Heute – an unserem letzen vollen Tag hier in Barcelona – besuchen wir dann auch „endlich“ das wohl bekannteste und beliebteste Sight der Stadt: die Sagrada Familia. Warum erst heute? Da dies der erste Tag ist, an dem wir noch Tickets bekommen haben – verrückt, wir sind doch in der Nebensaison hier.
Unsere Tickets gelten erst um 13:30 Uhr, dennoch fahren wir bereits vormittags los, machen zunächst ein paar Fotos der Sagrada Familia von außen und ziehen dann durch das umliegende Stadtviertel, das wir heute auch besichtigen wollen. Durch die Straßen erreichen wir zufällig den „Mercat dels Encants“ – keine typische Viertel-Markthalle, sondern ein großer, sehr voller Markt, auf dem es unterschiedlichste Produkte gibt, von Ramsch, über Rucksäcke zu Stoff und anderen Näh-Utensilien. Die Umgebung um diesen Markt ist aber vornehmlich Baustelle und gefühlt eine nicht so „gute“ Gegend.
Nun nutzen wir den noch fehlenden ÖPNV-Typ zurück in Richtung Sagrada Familia: Wir fahren Straßenbahn … jetzt nicht gerade ein Event ;) aber genauso praktisch wie der ganze ÖPNV hier.
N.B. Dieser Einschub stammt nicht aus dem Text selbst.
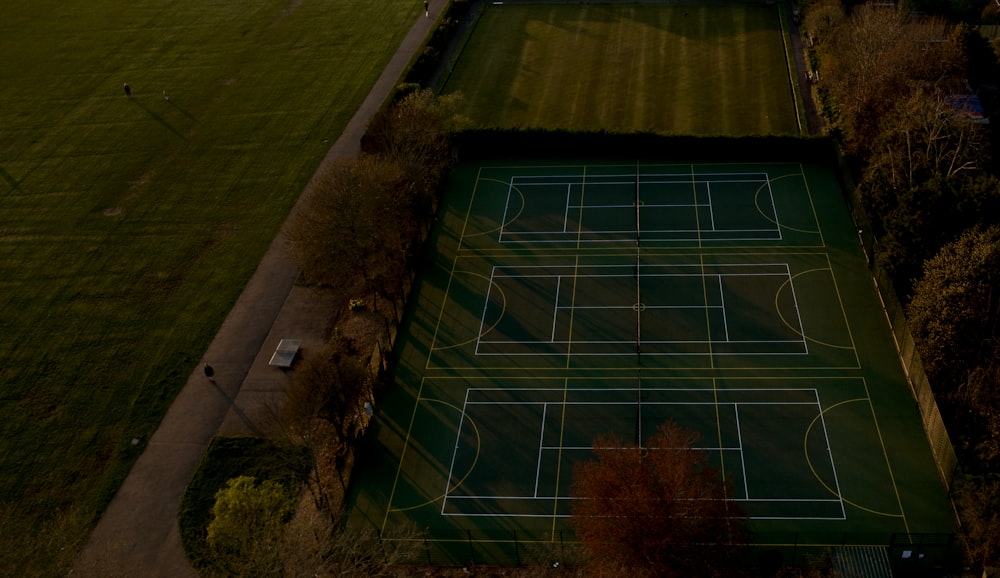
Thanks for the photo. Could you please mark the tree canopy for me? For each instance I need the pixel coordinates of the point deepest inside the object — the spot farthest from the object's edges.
(659, 510)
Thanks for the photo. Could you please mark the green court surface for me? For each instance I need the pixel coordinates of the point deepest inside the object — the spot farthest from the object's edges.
(567, 301)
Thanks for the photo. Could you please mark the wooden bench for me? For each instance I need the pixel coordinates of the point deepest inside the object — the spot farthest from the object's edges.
(285, 353)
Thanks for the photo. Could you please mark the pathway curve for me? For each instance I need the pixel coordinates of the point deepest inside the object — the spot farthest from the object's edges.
(138, 534)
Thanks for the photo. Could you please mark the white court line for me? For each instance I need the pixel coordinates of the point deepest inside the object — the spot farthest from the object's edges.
(743, 463)
(798, 316)
(555, 312)
(541, 446)
(774, 207)
(454, 455)
(829, 451)
(506, 206)
(725, 318)
(602, 403)
(711, 211)
(589, 448)
(486, 304)
(569, 190)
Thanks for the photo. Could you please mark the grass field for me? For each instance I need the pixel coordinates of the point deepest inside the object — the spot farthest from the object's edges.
(130, 225)
(570, 300)
(706, 69)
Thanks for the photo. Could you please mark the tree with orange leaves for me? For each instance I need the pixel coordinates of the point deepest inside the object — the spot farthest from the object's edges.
(660, 510)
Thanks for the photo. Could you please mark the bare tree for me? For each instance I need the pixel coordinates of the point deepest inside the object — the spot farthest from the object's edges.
(660, 510)
(877, 57)
(324, 408)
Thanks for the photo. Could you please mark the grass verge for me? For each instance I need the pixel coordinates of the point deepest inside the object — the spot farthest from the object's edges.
(130, 224)
(702, 69)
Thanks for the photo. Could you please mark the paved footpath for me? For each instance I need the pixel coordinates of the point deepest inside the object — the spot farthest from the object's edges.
(138, 534)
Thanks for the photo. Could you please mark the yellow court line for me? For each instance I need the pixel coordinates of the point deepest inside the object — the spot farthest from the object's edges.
(839, 496)
(579, 216)
(467, 474)
(885, 453)
(503, 311)
(501, 226)
(763, 214)
(402, 455)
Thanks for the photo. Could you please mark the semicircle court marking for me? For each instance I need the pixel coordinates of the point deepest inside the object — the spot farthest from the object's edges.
(756, 202)
(805, 450)
(503, 310)
(467, 474)
(792, 328)
(504, 224)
Zurück zur Kirche: Sie wurde komplett von Gaudí entworfen und auch begonnen zu bauen. Dabei war ihm stets bewusst, dass er die Fertigstellung nicht miterleben wird. Daher hat er alles im kleinsten Detail vorgeplant und dokumentiert. Dabei hat er auch vorausgesetzt, dass es in Zukunft neue Technologien geben wird, die die eine oder andere offene Herausforderung lösen wird – spannender Ansatz. Die Kirche sollte 2026 – zum 100-jährigen Todestag Gaudís – fertiggestellt werden, realistischer ist mittlerweile aber wohl 2033.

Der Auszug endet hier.